In real implementations, use GPy or Gpytorch!
- GPy: https://sheffieldml.github.io/GPy/
- GPytorch: https://docs.gpytorch.ai/en/stable/

In C++, use Limbo (https://github.com/resibots/limbo).


## Bayesian optimization
Now let's try to use Gaussian processes for optimizing the parameters (e.g., the parameters of a policy).

We first need an acquisition function, which will tell us what is the most useful point.
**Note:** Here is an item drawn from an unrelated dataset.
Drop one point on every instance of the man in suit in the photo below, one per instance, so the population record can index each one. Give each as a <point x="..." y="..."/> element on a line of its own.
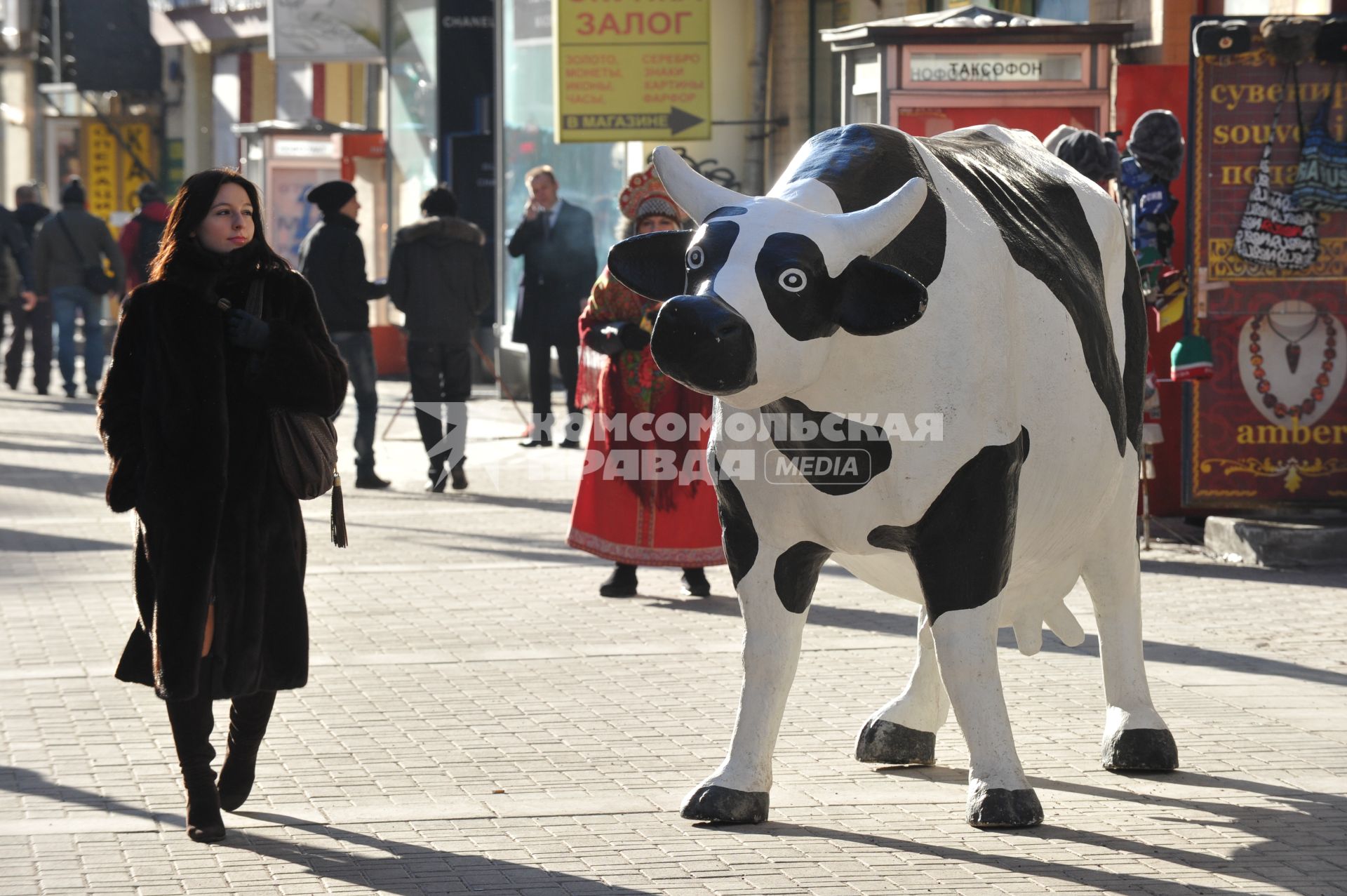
<point x="556" y="240"/>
An effective and simple function is:

$$ UCB(x) = \mu(x) + \alpha \sigma(x)$$

Where $\alpha$ tunes the exploration (bigger $\alpha$ means more exploration).


In [817]:
# a simple (unknown) function
x = np.arange(0, 1, 0.001)
def f(x):
    return np.cos(x*15) * (x**2)

plt.figure()
plt.plot(x,f(x))

<IPython.core.display.Javascript object>

[<matplotlib.lines.Line2D at 0x7f82170faa60>]

In [818]:
x = np.random.random(3)
y = f(x)

x_test = np.arange(0, 1, 0.01)


sigma_sq = 1
ell = 0.1
#ell and sigma_sq should be tuned to match the magnitude of the function to optimize
# (prior knowledge)
params = (sigma_sq, ell)
mu, sigma = gp(x_test, x, y, params)

plt.figure()
plt.fill_between(x_test, mu-sigma, mu+sigma, alpha=0.4)
plt.plot(x_test, mu)
plt.plot(x, y, 'o')


<IPython.core.display.Javascript object>

[<matplotlib.lines.Line2D at 0x7f821d2ace50>]

In [819]:
# now get the next point
def ucb(m, s):
    return m + s

# we should use an optimizer (e.g., CMA-ES), but we "cheat" here.
# fit the GP and find the max of UCB
mu, sigma = gp(x_test, x, y, params)
i_next = np.argmax(ucb(mu, sigma))
x_next = x_test[i_next]
y_next = f(x_next)
    

plt.figure()
plt.fill_between(x_test, mu-sigma, mu+sigma, alpha=0.4)
plt.plot(x_test, mu)
plt.plot(x, y, 'o')
plt.plot([x_next], [y_next], 'o', color='red')
plt.plot(x_test, f(x_test), '--')





<IPython.core.display.Javascript object>

[<matplotlib.lines.Line2D at 0x7f821dc01a60>]

In [829]:
# update the GP
x = np.append(x, x_next)
y = np.append(y, y_next)

mu, sigma = gp(x_test, x, y, params)
    
plt.figure()
plt.fill_between(x_test, mu-sigma, mu+sigma, alpha=0.4)
plt.plot(x_test, mu)
plt.plot(x, y, 'o')
plt.plot(x_test, f(x_test), '--')


<IPython.core.display.Javascript object>

[<matplotlib.lines.Line2D at 0x7f8222f1fdc0>]

In [830]:
# do another iteration

while x.shape[0] < 10:
    mu, sigma = gp(x_test, x, y, params)
    i_next = np.argmax(ucb(mu, sigma))
    x_next = x_test[i_next]
    print(x_next, i_next)
    y_next = f(x_next)
    x = np.append(x, x_next)
    y = np.append(y, y_next)
    

mu, sigma = gp(x_test, x, y, params)


best_i = np.argmax(y)
print("BEST: x=",x[best_i], "y=",y[best_i], " data=", x.shape[0])

plt.figure()
plt.fill_between(x_test, mu-sigma, mu+sigma, alpha=0.4)
plt.plot(x_test, mu, label='gp')
plt.plot(x, y, 'o', label='data')
plt.plot(x_test, f(x_test), '--', label='real function')
plt.plot([x[best_i]], y[best_i], 'o', color='red', label='optimum found')
plt.legend(loc=3)




BEST: x= 0.8300000000000001 y= 0.6842406784582613  data= 21


<IPython.core.display.Javascript object>

<matplotlib.legend.Legend at 0x7f8222f2cb80>